Lord Ahmad’s visit is partly intended as a follow-up to a May 24 conference call held between himself, U.K. Prime Minister Theresa May, Cayman Islands Premier Alden McLaughlin and other British Overseas Territories Leaders.
The call was held “to discuss company ownership transparency and, in particular, the issue of public registers of beneficial ownership.”
The U.K. House of Commons approved an amendment to Britain’s Sanctions and Anti-Money Laundering Bill on May 1 which require all British Overseas Territories – but not U.K. Crown Dependencies – to adopt public registers of company owners. If the territories refuse to do so by Dec. 31, 2020, the amendment calls for the U.K. Secretary of State to draft orders in council to force the adoption of such registers.
Cayman currently maintains a register of company ownership, but it is only accessible for law enforcement or taxing entities upon request.
The U.K. House of Lords allowed the amendment to the Sanctions and Anti-Money Laundering Bill to pass, but several peers – including Lord Ahmad – spoke out against the measure during a May 21 meeting.
Lord Ahmad said the move to force territories via orders in council using powers reserved for Her Majesty’s government under various constitutional arrangements with the territories effectively “disenfranchises” the elected representatives in the territories.
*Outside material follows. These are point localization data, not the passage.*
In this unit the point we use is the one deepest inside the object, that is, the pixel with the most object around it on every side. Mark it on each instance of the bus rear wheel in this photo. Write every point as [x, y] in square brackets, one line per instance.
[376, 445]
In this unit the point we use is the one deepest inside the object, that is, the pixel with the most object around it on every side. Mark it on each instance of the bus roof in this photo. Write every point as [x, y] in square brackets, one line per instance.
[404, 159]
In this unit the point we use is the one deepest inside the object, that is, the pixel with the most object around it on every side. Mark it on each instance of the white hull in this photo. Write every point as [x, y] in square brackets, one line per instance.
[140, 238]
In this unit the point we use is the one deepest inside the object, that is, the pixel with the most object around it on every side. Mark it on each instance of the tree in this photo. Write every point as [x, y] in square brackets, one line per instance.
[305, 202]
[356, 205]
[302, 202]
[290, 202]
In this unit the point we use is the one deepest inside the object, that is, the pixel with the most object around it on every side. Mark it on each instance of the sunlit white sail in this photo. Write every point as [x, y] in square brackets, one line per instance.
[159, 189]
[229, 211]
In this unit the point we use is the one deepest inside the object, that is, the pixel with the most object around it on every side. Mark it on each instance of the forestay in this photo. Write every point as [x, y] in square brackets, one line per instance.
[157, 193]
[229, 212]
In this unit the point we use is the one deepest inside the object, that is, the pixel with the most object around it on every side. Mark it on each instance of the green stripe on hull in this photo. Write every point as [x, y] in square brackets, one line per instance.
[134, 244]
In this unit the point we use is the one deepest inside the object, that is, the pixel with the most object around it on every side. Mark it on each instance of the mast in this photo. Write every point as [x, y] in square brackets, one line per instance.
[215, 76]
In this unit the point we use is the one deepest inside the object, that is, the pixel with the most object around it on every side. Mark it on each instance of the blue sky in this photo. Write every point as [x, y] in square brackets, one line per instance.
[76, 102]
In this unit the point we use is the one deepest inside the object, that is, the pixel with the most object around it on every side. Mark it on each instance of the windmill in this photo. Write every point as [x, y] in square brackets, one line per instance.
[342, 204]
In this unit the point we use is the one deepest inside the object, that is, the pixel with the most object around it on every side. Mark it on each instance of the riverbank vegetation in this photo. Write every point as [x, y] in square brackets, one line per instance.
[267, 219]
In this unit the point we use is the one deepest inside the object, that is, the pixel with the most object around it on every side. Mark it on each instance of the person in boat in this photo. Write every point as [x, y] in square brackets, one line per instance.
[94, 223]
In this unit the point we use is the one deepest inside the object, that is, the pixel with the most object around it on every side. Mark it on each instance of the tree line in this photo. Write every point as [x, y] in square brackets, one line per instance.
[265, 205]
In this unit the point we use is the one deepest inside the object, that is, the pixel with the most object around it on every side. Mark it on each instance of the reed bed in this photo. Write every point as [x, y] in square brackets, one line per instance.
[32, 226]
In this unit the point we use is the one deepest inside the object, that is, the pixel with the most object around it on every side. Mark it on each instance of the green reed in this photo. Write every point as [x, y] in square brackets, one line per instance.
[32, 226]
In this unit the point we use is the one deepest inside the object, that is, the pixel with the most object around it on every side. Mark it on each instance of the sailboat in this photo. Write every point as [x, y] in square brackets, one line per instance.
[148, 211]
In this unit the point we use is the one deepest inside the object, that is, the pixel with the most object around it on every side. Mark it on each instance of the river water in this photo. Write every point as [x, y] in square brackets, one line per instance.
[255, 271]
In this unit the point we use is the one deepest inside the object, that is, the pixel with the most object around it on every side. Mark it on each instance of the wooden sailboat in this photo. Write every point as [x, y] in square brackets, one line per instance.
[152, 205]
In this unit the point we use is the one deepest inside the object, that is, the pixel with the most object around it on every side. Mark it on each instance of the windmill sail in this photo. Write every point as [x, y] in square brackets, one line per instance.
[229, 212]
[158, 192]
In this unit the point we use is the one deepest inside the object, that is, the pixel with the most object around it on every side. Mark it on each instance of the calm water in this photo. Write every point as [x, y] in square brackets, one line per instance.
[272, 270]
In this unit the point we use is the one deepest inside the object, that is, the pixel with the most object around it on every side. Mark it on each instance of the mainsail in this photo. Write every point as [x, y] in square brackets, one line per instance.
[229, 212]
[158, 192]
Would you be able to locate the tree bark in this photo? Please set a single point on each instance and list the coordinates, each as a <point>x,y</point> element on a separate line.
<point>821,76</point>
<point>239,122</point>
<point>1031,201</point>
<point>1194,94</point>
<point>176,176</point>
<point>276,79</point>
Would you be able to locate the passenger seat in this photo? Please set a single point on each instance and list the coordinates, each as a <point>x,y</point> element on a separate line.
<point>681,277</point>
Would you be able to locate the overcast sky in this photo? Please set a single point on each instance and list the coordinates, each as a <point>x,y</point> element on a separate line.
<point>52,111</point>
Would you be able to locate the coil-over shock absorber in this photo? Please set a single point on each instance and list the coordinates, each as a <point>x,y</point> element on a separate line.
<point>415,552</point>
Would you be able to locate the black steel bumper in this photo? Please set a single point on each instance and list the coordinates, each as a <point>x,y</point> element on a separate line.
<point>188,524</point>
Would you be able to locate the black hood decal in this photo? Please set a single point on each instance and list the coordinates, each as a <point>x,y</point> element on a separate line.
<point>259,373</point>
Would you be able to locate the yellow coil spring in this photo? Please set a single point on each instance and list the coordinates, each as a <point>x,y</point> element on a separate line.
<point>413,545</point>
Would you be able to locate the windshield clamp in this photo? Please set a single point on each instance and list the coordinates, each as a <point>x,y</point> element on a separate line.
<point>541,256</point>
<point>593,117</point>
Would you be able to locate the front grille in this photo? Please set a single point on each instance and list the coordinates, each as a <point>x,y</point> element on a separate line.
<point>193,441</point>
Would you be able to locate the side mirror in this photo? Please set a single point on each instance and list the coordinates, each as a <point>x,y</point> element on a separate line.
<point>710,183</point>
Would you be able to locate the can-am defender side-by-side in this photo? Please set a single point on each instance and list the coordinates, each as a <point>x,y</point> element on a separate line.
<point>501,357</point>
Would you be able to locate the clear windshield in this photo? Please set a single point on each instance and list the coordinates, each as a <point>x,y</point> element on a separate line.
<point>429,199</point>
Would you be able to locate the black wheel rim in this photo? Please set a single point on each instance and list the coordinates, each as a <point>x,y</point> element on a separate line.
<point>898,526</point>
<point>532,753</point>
“We have legislated for them without their consent only in exceptional circumstances, for example to decriminalize homosexuality in certain territories to ensure that they were compliant with international human rights obligations,” Lord Ahmad said on May 21. “By contrast, financial services are an area of domestic responsibility for territory governments.”
Although Cayman, located in the western Caribbean, missed the wrath of the 2017 Atlantic Hurricane season, Lord Ahmad pointed out many British Territories – including the British Virgin Islands, Anguilla and the Turks and Caicos Islands – did not.
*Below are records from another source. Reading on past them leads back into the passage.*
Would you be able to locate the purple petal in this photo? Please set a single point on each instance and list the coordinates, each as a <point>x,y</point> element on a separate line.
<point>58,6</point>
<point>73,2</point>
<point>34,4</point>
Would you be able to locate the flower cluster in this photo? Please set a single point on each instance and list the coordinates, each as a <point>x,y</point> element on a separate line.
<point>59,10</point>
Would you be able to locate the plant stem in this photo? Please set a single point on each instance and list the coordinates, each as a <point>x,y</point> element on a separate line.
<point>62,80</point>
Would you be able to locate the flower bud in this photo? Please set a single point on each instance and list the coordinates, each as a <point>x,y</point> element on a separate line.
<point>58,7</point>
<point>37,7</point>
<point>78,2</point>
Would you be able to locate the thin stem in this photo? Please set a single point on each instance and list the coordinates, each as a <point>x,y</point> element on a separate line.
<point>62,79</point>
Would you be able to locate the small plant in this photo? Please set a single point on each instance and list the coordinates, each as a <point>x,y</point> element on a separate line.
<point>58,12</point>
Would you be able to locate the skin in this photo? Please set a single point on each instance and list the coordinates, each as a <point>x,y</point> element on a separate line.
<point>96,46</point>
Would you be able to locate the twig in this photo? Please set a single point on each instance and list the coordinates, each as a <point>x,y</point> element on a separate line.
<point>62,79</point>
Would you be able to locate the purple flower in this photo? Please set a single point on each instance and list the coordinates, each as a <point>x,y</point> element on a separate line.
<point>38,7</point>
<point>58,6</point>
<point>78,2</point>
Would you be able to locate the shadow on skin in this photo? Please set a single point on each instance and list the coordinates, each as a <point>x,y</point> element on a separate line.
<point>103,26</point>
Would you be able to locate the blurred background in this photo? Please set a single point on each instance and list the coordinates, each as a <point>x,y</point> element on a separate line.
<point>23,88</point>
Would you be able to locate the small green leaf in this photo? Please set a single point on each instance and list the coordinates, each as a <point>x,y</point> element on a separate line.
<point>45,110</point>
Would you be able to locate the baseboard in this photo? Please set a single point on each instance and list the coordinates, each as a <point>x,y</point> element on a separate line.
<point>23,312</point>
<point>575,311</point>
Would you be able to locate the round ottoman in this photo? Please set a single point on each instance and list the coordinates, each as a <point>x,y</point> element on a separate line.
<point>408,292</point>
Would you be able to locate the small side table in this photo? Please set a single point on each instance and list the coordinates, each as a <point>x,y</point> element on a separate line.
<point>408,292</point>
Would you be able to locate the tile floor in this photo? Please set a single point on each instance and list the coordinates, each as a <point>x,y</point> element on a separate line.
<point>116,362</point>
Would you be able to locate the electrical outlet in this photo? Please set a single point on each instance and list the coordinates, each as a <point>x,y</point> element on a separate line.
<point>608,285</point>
Hurricanes Irma and Maria wreaked havoc, not only upon those islands’ financial industries, but also hit their 2018 tourism seasons hard – with some reporting a 50 percent drop in their usual visitor numbers.
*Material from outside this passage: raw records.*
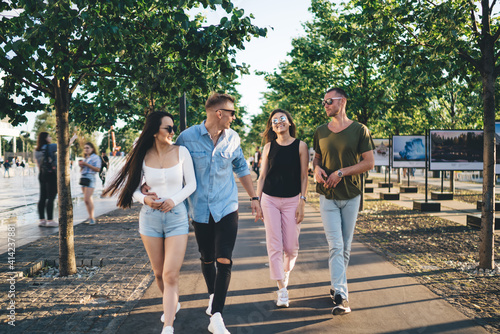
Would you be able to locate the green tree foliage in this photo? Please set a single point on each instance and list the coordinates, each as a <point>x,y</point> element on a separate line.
<point>124,137</point>
<point>394,89</point>
<point>111,50</point>
<point>459,32</point>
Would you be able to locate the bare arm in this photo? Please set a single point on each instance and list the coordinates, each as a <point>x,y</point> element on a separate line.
<point>263,171</point>
<point>319,173</point>
<point>304,160</point>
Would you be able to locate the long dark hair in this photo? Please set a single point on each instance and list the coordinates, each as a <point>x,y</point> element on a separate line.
<point>130,175</point>
<point>92,147</point>
<point>42,140</point>
<point>269,134</point>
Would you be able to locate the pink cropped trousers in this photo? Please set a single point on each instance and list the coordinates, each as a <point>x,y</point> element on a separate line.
<point>282,233</point>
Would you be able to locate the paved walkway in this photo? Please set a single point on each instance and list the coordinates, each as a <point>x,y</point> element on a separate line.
<point>383,298</point>
<point>18,205</point>
<point>122,298</point>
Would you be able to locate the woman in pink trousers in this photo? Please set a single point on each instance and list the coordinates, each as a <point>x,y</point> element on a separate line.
<point>282,187</point>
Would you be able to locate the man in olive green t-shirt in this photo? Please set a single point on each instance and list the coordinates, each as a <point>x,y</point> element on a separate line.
<point>344,150</point>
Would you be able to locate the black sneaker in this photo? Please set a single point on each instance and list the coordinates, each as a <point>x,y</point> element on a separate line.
<point>341,305</point>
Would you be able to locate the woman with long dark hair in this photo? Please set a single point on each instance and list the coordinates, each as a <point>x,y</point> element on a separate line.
<point>89,167</point>
<point>282,187</point>
<point>46,160</point>
<point>163,221</point>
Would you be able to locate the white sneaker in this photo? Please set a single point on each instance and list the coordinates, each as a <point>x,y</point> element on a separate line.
<point>177,310</point>
<point>217,325</point>
<point>208,311</point>
<point>51,223</point>
<point>282,300</point>
<point>168,330</point>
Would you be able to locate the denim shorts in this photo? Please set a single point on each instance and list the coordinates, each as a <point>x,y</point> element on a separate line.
<point>91,177</point>
<point>155,223</point>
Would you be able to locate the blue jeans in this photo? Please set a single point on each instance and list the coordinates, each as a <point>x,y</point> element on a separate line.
<point>339,220</point>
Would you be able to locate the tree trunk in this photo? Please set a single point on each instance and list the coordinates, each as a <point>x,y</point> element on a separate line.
<point>67,262</point>
<point>486,251</point>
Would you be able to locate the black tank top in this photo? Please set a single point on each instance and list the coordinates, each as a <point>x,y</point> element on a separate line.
<point>283,172</point>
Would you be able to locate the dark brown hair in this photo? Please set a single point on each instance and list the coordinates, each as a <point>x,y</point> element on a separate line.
<point>269,134</point>
<point>129,177</point>
<point>92,147</point>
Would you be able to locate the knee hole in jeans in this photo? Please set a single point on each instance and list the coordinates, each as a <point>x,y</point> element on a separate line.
<point>224,260</point>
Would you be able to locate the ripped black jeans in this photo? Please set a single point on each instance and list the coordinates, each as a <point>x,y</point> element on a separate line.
<point>216,241</point>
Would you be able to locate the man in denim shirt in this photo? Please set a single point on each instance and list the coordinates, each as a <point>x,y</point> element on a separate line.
<point>216,152</point>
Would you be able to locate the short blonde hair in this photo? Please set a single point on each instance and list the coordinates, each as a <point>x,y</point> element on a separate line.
<point>216,99</point>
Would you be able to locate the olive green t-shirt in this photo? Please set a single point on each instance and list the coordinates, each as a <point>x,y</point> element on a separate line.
<point>339,150</point>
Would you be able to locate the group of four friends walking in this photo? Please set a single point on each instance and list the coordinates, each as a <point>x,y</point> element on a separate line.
<point>198,169</point>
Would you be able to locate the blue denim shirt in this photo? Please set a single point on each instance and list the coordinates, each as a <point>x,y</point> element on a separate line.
<point>216,191</point>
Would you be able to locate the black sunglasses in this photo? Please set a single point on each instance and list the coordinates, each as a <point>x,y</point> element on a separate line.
<point>330,100</point>
<point>282,119</point>
<point>171,128</point>
<point>230,110</point>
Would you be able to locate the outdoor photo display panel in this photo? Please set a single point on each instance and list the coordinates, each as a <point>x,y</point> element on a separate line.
<point>408,151</point>
<point>456,150</point>
<point>382,152</point>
“There remains a real risk that this will destabilize the reconstruction efforts of the hurricane-affected territories and all of this shortly before the next hurricane season begins [Friday],” Lord Ahmad said. “Our preference would have been not to legislate in this manner without the territories’ consent.”
The Lords effectively did not vote on the amended Sanctions and Anti-Money Laundering Bill on May 21, but simply debated it and agreed the bill’s wording, allowing the changes to stand.
In addition to Cayman, Lord Ahmad is expected to visit the British Caribbean territories of Anguilla and Montserrat during this week’s trip. According to U.K. Foreign and Commonwealth Officials, his itinerary does not include the storm-ravaged British Virgin Islands.
In addition to financial services and hurricane preparedness, Lord Ahmad is expected to drop by the RCIPS Air Operations Unit and give them a word of thanks for their efforts during last year’s search and rescue mission to the eastern Caribbean, following Hurricane Irma.
“The U.K. has provided critical aid and support across the region to assist in recovery from last year’s widespread devastation, and we can already see this help from the U.K. has made a real difference on the ground,” Lord Ahmad said Friday. “However, there’s more that needs to be done.”